In a short-term wave segment, if you are always too worried about a decline and eager to take profits too early, you may feel anxious when you see continued rises after taking profits. At this time, you need to remain calm:
1. If you have time to monitor the market in real-time, look for low points to enter between the intraday low and the historical high for a quick trade, specifically finding short-long points at the 1H lower band and 4H middle-lower band. If you find it troublesome, just wait for the next wave's low long point to enter. One to two trades a day is best, as new low-long opportunities arise every 12 hours. If you enter too frequently, you must execute quickly because you are trading between the day's lowest and highest points, which has very limited amplitude and thus limited profits. As soon as the price leaves this range, you will be trapped.

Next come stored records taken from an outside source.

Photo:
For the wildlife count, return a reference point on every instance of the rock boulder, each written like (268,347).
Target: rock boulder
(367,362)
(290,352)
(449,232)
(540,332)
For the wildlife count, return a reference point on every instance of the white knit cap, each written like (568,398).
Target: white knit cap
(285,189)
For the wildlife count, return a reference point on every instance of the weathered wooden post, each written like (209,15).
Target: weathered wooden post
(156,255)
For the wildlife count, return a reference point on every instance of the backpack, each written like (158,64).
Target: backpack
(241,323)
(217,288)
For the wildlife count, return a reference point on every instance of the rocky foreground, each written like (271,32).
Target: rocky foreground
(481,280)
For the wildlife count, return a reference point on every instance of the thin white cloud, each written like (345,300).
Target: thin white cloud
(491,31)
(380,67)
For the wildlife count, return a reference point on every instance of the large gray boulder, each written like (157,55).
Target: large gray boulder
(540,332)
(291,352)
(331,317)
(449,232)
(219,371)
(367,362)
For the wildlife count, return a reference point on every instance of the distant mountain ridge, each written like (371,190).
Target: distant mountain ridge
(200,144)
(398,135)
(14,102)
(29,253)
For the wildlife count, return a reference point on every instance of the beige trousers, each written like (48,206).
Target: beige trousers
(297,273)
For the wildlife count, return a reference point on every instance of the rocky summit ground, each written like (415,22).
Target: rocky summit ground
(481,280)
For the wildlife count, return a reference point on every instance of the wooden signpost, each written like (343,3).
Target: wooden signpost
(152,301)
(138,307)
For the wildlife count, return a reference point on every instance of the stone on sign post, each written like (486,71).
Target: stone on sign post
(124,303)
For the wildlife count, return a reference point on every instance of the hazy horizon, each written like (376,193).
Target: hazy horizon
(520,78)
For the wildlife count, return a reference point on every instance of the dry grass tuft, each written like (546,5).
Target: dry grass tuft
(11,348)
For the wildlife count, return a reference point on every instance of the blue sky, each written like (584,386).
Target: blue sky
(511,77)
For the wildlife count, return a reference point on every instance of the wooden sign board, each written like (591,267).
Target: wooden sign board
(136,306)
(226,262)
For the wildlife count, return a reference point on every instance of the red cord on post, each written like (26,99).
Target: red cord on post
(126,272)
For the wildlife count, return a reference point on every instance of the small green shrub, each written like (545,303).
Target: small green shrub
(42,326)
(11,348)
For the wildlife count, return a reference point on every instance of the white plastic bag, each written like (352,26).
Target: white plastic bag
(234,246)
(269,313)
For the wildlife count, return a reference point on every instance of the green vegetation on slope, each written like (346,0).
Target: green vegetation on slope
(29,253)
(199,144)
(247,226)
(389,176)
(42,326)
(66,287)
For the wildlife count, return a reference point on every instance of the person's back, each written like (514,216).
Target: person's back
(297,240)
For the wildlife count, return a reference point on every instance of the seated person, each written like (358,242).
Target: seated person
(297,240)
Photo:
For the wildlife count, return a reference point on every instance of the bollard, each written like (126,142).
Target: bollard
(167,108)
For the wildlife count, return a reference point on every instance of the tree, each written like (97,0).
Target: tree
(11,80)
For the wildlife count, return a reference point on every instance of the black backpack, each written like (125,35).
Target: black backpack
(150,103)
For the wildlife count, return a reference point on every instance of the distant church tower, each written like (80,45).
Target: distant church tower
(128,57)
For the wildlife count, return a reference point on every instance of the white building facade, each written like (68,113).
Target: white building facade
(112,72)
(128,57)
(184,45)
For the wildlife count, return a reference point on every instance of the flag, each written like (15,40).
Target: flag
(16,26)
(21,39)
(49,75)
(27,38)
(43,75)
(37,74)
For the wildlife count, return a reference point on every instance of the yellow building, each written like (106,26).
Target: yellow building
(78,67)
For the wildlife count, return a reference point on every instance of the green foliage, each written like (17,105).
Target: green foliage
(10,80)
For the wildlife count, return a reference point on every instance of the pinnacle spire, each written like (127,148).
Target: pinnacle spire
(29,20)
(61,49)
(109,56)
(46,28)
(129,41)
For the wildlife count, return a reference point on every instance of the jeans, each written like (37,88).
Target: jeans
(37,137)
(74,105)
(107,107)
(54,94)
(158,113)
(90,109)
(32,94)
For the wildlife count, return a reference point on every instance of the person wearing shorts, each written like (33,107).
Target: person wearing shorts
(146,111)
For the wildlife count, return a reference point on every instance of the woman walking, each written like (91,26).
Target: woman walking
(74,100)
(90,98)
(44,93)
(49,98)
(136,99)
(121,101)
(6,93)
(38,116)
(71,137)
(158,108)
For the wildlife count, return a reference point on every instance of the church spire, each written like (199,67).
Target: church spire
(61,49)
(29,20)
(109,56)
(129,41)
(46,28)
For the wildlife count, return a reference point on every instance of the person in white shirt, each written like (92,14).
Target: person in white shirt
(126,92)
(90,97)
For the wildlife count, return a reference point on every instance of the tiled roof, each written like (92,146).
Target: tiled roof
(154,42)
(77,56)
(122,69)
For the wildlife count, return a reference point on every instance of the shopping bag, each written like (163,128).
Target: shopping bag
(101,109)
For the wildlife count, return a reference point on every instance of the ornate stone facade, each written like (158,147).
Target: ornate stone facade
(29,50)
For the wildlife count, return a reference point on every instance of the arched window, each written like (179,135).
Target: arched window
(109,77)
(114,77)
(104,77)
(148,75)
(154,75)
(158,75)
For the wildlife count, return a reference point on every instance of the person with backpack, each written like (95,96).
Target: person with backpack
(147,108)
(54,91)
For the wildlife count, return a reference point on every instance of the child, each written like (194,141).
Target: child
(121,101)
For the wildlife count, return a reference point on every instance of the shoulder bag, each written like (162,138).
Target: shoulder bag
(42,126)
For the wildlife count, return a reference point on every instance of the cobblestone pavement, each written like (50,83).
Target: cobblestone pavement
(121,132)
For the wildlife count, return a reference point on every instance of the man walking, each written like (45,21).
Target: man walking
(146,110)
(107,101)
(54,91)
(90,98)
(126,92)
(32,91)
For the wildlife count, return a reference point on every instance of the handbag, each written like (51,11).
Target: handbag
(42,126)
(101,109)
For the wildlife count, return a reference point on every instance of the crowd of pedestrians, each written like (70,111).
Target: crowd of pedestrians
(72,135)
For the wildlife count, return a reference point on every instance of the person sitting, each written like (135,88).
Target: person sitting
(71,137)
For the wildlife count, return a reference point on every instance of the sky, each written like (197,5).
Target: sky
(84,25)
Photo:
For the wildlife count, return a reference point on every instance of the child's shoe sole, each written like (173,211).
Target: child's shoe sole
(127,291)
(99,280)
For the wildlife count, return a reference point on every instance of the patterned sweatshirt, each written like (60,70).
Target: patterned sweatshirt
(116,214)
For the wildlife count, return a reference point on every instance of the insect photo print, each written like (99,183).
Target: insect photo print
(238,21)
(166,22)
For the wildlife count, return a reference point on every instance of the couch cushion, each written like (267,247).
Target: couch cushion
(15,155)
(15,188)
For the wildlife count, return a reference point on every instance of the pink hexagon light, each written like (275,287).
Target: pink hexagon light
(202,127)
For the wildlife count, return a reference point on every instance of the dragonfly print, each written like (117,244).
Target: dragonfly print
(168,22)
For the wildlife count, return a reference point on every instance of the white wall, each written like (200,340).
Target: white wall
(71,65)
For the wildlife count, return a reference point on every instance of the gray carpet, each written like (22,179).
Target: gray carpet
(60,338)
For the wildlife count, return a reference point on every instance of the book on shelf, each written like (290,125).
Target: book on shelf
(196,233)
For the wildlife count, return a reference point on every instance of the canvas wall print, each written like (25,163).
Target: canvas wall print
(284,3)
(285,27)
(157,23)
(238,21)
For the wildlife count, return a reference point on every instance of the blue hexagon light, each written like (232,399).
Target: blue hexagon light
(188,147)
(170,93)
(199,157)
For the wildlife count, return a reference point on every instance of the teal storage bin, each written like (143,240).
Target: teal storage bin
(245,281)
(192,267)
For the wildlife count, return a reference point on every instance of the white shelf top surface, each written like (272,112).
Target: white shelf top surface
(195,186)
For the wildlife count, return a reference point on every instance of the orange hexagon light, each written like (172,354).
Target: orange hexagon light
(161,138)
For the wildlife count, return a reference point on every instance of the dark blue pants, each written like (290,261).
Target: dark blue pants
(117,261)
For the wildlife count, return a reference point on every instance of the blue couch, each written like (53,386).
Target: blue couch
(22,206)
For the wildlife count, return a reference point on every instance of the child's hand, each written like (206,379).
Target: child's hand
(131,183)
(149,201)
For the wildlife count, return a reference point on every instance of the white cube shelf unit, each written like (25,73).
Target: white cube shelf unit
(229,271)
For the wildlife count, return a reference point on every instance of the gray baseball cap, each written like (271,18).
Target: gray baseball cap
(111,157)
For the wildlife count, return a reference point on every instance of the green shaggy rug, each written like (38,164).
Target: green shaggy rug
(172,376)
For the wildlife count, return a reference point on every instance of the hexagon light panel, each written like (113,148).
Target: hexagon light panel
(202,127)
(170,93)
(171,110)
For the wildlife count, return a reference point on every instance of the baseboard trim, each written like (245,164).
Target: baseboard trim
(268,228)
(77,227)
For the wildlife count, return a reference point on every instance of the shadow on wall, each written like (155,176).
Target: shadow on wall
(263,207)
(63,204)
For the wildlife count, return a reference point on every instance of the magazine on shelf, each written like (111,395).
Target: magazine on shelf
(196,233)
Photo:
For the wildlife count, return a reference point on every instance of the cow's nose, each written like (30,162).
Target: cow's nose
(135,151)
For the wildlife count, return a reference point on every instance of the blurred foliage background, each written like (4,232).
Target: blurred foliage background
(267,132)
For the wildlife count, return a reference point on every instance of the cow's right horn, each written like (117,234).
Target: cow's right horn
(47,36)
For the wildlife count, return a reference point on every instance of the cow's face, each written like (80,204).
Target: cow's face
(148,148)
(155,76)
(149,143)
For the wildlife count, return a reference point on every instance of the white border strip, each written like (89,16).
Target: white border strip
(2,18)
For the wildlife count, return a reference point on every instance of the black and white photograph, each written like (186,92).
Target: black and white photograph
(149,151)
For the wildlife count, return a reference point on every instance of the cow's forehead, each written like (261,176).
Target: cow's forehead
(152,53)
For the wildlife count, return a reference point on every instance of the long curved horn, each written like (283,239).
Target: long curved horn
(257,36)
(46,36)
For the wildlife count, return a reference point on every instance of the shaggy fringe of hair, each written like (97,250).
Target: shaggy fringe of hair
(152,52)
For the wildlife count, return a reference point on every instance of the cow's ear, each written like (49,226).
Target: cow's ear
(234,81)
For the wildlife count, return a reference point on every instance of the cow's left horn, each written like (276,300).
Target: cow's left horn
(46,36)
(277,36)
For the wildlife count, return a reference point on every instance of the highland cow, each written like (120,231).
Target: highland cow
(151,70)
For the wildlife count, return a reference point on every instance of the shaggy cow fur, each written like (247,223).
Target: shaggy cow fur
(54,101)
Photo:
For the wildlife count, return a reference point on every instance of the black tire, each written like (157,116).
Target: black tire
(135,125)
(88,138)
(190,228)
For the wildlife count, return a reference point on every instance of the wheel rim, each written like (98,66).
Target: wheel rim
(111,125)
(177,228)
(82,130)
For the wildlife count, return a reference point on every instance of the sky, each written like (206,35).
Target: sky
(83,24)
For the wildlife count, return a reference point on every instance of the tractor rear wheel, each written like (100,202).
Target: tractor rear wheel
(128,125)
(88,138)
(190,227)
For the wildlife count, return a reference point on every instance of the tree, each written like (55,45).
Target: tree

2. When the market is in a sideways range or a slow decline, meaning it is not in a continued downtrend, develop the habit of taking profits in batches and leaving a trailing position for low-long orders. This trailing position can generally be kept at 10-15%. When the market is good, after each small wave reaches the profit target, aim to leave 20%. The trailing position is to guard against continued rises after exceeding your profit target, allowing for chasing higher points on rebounds to avoid being left empty-handed after early profit-taking or being briefly trapped by a direct price drop. Keeping a trailing position in most conventional market conditions, as long as you add to your position near the next support, will not significantly affect your average cost price, and rebounds will easily yield floating profits. To avoid consecutive drops, set a breakeven stop-loss for each wave's trailing position and use a floating take profit.